Il continue à se comporter ainsi avec Edouard : "J'ai taché de plaisanter, mais n'ai pu l'amener à sourire. Il affectait une manière cérémonieuse et comme gourmée, propre à maintenir entre nous de la distance (...)" (p. 343).

Ce comportement caricatural ne cessera de s'accentuer jusqu'à la crise mystique de La Pérouse, dans le dernier chapitre du roman.


Le désir de la mort

En outre, le mal être profond du personnage s'illustre également dans son désir de mettre fin à ses jours.


La volonté de se suicider

Le thème du suicide parcourt les Faux-Monnayeurs, mais c'est La Pérouse qui l'introduit. Ce désir de mort est la conséquence du sentiment dépressif du personnage.

Ainsi, dès qu'Edouard lui rend visite pour la première fois dans les FM, La Pérouse évoque son suicide prochain, en s'interrogeant également sur sa moralité : "Est-ce que vous trouvez, vous aussi, que c'est mal ? Je n'ai jamais pu comprendre pourquoi la religion nous interdisait cela" (FM p. 121).

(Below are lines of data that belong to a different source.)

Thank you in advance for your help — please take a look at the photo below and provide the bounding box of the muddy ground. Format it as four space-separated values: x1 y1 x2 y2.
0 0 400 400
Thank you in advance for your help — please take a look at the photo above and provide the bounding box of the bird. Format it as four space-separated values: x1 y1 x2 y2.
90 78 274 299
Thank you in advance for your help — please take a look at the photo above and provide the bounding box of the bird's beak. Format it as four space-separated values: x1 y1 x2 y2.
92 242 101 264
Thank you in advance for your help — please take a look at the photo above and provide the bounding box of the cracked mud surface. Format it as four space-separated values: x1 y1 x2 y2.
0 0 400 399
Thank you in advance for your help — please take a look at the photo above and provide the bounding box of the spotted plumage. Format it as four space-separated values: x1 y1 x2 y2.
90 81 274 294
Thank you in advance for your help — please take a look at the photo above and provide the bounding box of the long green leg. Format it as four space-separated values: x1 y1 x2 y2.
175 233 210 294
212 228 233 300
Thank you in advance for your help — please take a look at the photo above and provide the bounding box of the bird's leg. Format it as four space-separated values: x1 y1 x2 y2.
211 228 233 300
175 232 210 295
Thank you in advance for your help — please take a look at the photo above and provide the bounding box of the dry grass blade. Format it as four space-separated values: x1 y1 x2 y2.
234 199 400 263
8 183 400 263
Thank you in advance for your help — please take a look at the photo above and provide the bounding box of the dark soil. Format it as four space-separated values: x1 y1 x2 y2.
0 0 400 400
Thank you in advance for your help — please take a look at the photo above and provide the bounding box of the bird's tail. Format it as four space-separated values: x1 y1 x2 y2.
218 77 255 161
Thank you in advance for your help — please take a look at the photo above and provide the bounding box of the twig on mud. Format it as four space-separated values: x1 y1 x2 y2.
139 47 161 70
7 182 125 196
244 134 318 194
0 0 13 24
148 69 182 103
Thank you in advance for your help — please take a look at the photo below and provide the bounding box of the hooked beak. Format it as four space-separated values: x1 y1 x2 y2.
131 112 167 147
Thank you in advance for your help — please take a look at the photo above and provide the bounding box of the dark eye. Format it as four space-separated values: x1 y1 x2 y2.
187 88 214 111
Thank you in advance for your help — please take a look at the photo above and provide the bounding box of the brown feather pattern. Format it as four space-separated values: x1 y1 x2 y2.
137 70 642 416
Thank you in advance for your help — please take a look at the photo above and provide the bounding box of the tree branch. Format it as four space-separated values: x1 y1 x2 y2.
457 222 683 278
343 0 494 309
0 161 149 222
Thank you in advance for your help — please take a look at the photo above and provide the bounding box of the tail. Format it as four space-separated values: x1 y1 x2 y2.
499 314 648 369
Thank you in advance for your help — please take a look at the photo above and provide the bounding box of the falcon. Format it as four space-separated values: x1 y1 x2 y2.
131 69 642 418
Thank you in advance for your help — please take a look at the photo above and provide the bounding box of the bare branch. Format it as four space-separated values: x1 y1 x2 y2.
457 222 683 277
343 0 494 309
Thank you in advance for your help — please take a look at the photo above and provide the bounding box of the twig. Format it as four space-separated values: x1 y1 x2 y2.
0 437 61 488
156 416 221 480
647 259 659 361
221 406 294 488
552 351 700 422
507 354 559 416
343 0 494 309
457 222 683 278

Dans la troisième partie du roman, La Pérouse raconte à Edouard ne pas avoir eu le courage de se suicider, alors même qu'il avait arrêté la date de sa mort ; suite à cela, Edouard demande à ce qu'il lui remette ses pistolets, mais La Pérouse s'y refuse, prétextant le souvenir de son frère : "Vous n'avez plus de crainte à avoir. Ce que je n'ai pas fait ce jour-là, je sais que je ne pourrai jamais le faire. Mais ils sont le seul souvenir qu'il me reste à présent de mon frère, et j'ai besoin qu'ils me rappellent également que je ne suis qu'un jouet entre les mains de Dieu" (FM p. 246)

Ces paroles rappellent l'ironie tragique du dénouement du roman, puisque c'est finalement Boris, le petit-fils bien-aimé de La Pérouse, qui mettra fin à ses jours devant son grand-père, avec ces mêmes pistolets.

Des trois personnages ayant un lien avec le suicide dans le roman, La Pérouse est le seul qui ne met pas en acte ses pensées suicidaires – Olivier fait une tentative de suicide ratée, Boris meurt d'un suicide qui est aussi un meurtre – et pourtant, c'est bien lui le plus malheureux.


L'étrange maladie

Dans le Journal des Faux-Monnayeurs, André Gide rapproche la tentative de suicide de La Pérouse du mal dont il souffre à la fin du roman – en rappelant que les deux éléments, qui rappellent la déchéance du vieil homme, viennent du personnage de Marc de Lanux.

En effet, La Pérouse entend un bruit dans le mur, près de son lit, qui reste inaudible à Edouard : "On dirait un grignotement. J'ai tout essayé pour ne plus l'entendre" (FM, p. 345)

Ce n'est qu'après la mort du petit Boris que La Pérouse cessera d'entendre ce bruit.


Conclusion

La Pérouse incarne, dans le roman, le thème de la vieillesse ; vieil homme triste et solitaire, il sombre dans la dépression tout au long du roman. Pourtant, si la tristesse montrée par La Pérouse touche parfois à la caricature, le vieux professeur de piano n'accomplira pas son désir de suicide : c'est Boris, la seule lumière dans la vie du vieil homme, qui, ironiquement, se suicidera sous ses yeux.

André Gide clôt le roman les Faux-Monnayeurs sur une description de La Pérouse, qui semble avoir perdu tout sens de la réalité, puisqu'il n'évoque même pas la mort terrible de Boris, et qu'il paraît être en proie à un délire mystique. La déchéance du vieil homme s'est donc poursuivie tout au long du roman.